In the opening chapters of the “Noli,” Rizal described Padre Damaso as “a Franciscan, talks much and gesticulates more. In spite of the fact that his hair is beginning to turn gray, he seems to be preserving well his robust constitution, while his regular features, his rather disquieting glance, his wide jaws and herculean frame give him the appearance of a Roman noble in disguise and make us involuntarily recall one of those three monks of whom Heine tells in his ‘Gods in Exile,’ who at the September equinox in the Tyrol used to cross a lake at midnight and each time places in the hand of the poor boatman a silver piece, cold as ice, which left him full of terror.

“But Fray Damaso is not so mysterious as they were.
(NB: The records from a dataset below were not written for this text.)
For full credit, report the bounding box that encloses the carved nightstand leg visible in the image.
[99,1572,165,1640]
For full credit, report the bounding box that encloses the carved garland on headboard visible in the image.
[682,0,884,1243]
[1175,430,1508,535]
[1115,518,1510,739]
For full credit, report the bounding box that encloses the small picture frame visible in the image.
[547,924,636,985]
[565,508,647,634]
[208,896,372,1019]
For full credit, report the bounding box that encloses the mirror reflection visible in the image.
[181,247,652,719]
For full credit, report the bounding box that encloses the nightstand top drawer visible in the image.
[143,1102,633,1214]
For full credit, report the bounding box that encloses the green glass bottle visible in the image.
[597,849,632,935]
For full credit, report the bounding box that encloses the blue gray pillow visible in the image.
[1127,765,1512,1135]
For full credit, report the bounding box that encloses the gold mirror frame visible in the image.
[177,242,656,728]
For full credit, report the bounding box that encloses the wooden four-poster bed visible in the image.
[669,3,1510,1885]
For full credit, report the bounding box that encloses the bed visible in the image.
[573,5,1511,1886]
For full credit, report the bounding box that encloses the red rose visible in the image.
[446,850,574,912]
He is full of merriment, and if the tone of his voice is rough like that of a man who has never had occasion to correct himself and who believes that whatever he says is holy and above improvement, still his frank, merry laugh wipes out this disagreeable impression and even obliges us to pardon his showing to the room bare feet and hairy legs that would make the fortune of a Mendieta in the Quiapo fairs.” (Derbyshire translation)

Rizal is almost fond of Damaso. Read the novel to see the real villain: the evil friar is not Damaso but his replacement Father Salvi who lusts after Maria Clara and engineers an accident that would have killed Ibarra during the laying of the cornerstone of his school. Failing in that, he instigates a rebellion and implicates Ibarra. The fat, sex-starved, corrupt friar is not Rizal’s Fray Damaso, but Graciano Lopez Jaena’s “Fray Botod.”

One can argue that the characters of Rizal’s novels have taken on a life of their own in our consciousness. Well, it’s a pity that we have a national hero who wrote a lot for a nation that does not read[And that includes an attention-hungry tour guide who claims to know much about history and his Ravenous Harlots.  Talk about being rational and being heroes, eh?]